Indian authorities have asked a court to quash Pernod Ricard's bid to halt proceedings related to a $244 million tax demand, accusing the French spirit giant of being a "habitual litigant" and conspiring to "defraud" the government, legal documents show.

The Oct. 3 Mumbai court filing by India's customs authority, which has not been reported previously, underlines the growing dispute between Prime Minister Narendra Modi's government and Pernod's local unit over how the company valued some of its imports for over a decade.

The customs authority says Pernod did so to evade full payment of import taxes.

The tussle comes when  is facing business and regulatory stress in India, one of its key growth markets where it accounts for a 17% share. It has previously told Modi that long-running disputes over the valuation of liquor imports had "inhibited fresh investments" in India.

After India demanded back taxes from the maker of Chivas Regal and Absolut vodka in June, Pernod challenged it in court, saying the investigation should be put on hold as it relied on incorrect industry data, and the process was "neither fair nor reasonable."

In the 43-page October filing, India's customs authority said the French company was resorting to "delay tactics" by approaching a court for relief, instead of responding to the government's tax demand notice.

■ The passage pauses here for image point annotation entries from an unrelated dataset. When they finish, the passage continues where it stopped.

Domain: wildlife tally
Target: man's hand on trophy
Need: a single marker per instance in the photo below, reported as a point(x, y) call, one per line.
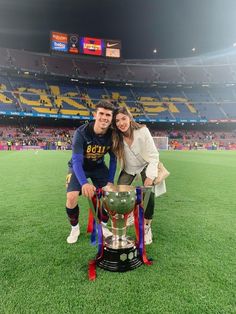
point(148, 182)
point(88, 190)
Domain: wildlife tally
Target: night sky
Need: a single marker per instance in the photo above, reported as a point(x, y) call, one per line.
point(173, 27)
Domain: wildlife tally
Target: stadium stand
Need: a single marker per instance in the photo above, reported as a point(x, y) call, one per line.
point(187, 90)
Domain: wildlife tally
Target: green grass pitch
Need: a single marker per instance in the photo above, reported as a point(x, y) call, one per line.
point(194, 248)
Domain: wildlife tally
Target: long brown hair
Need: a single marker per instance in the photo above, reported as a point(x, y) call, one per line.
point(117, 135)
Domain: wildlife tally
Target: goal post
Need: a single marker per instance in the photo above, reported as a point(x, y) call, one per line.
point(161, 142)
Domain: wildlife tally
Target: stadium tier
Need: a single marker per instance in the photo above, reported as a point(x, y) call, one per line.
point(199, 89)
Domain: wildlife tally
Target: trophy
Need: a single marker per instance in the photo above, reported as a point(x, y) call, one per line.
point(120, 252)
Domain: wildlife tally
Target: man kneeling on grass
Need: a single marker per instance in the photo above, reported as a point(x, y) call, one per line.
point(91, 142)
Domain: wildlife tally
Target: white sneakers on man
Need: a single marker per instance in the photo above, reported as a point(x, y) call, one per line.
point(147, 234)
point(74, 234)
point(106, 232)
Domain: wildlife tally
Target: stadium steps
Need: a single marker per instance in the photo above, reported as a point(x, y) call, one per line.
point(4, 99)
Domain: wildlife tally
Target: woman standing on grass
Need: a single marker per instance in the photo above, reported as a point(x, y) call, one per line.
point(134, 147)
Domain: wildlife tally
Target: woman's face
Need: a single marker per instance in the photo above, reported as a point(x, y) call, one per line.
point(122, 122)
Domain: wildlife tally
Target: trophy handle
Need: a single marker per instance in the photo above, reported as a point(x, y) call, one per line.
point(148, 191)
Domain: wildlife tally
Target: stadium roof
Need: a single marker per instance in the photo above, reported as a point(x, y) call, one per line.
point(172, 27)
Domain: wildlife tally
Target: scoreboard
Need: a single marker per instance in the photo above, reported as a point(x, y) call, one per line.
point(78, 45)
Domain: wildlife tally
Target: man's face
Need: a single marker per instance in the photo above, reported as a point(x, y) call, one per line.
point(103, 119)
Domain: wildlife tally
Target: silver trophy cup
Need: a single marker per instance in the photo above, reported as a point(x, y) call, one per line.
point(119, 201)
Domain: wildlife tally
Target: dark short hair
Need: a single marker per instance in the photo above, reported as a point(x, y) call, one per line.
point(105, 105)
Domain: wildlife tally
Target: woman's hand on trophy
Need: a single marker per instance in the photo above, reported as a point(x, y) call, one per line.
point(148, 182)
point(88, 190)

It accused the company of a conspiracy "to defraud the Govt. of India of its legitimate revenue."

Pernod has been "a habitual litigant and always attempts to abuse the due process of law," the filing added, referring to some previous tax demands Pernod challenged in India.

Asked for comment, Pernod referred Reuters to a previously issued statement, which said the company is actively working on demonstrating its position to Indian authorities and has "always endeavoured to act with full transparency and in compliance with customs and regulatory requirements."

It declined further comment due to ongoing litigation and because the filing by the customs authority wasn't public. The court case will next be heard on Oct. 20 in Mumbai.

The Indian investigation assessed Pernod India's import bills of liquor concentrates from a group subsidiary, UK-based Chivas Brothers, and found they were undervalued for years.

To compensate for the undervalued imports, Pernod paid "hefty" dividends to the group's holding company,  in France, which also owns Chivas Brothers, the investigation found. Import duties on liquor concentrates are 150% while dividends attract lower taxes.

The long-standing tax disputes Pernod faces in India has led to business uncertainty - in July, the company wrote a letter to a federal tax authority saying the company was "facing significant business continuity challenges", asking for a resolution.

Last week, Pernod said its India CEO, Thibault Cuny, had stepped down due to health reasons.